Eukaryotic organisms tend to be larger more complex units than prokaryotes. Some of the differences include the presence of a nucleus, many cytoskeletal elements, and certain genetic devices (1). The diagram below shows the difference from a synthetic biology perspective (2).

Transcriptions factors, chromosome insertion, the 5- UTR, and the reporter gene itself all can play a role in the protein expression. Although, the promoter region might be the most common and simplest way to modify protein expression in eukaryotes.

Although simple to use, Eukaryotic promoters are fairly complicated. Their function is to call on a RNA polymerase to initiate transcription. The ability of a promoter region to call in an RNA polymerase will determine its strength and the relative protein expression. The are a number of factors involved in this process ,but it varies from promoter to promoter.

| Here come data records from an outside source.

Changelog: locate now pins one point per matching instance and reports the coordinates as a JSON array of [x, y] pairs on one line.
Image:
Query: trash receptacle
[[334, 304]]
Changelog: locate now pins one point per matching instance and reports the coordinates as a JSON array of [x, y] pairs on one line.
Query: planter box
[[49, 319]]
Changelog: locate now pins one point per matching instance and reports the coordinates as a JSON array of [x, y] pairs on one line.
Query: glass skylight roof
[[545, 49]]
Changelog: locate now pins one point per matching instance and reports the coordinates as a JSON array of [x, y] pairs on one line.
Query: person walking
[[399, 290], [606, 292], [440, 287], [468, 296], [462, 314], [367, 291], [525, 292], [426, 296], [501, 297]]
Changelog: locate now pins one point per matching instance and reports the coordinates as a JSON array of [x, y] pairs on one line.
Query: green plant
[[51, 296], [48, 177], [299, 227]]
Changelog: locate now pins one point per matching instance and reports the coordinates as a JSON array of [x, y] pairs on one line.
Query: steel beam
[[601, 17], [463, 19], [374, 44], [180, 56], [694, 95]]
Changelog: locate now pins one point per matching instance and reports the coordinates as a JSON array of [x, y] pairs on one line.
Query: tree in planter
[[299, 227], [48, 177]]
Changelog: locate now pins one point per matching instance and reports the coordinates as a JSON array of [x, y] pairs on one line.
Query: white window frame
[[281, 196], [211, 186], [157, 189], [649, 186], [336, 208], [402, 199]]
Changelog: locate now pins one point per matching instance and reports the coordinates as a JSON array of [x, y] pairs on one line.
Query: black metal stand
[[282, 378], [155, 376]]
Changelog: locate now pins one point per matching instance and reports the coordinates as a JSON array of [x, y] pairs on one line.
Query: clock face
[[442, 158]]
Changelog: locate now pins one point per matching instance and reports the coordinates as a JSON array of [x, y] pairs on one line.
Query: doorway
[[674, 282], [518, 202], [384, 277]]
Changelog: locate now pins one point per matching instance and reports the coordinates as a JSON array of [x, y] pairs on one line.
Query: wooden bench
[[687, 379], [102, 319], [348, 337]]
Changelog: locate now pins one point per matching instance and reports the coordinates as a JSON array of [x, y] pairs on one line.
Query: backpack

As both viral and cytoskeletal promoters are used for prolific expression of genes we selected the following mix of viral and protein promoters: MMV, FiMV, CLCuV, actin, myosin and proflin. In order to characterize the viral and cytoskeletal variable promoters, a standardization of the CaMV 35s promoter was required. This was accomplished by expressing both GFP and mCherry sequentially under the promotion of CaMV 35s. A testing ratio was then established by assessment of the relative fluorescence of the expressed GFP and mCherry genes. Once this ratio was established, the first 35s promoter was exchanged for one of the various variable promoters. This allowed for the same characterization of promoter strength via relative fluorescence expression. To prevent downstream expression as a result of carrying over from upstream promoters, two Nos terminators were placed between the GFP gene and the control 35s promoter.

Further Study

Due to limitations resulting from the lack of previous synthetic biology application within plants, we were unable to obtain any results. We have successfully isolated the desired parts needed for assembly of the plasmid and have the backbone with the 35s promoter left border and Nos terminator right border. Successful construct assembly of these parts is still needed for bacterial and plant transformation. Following promising transformation, fluorescence testing and characterization must be done.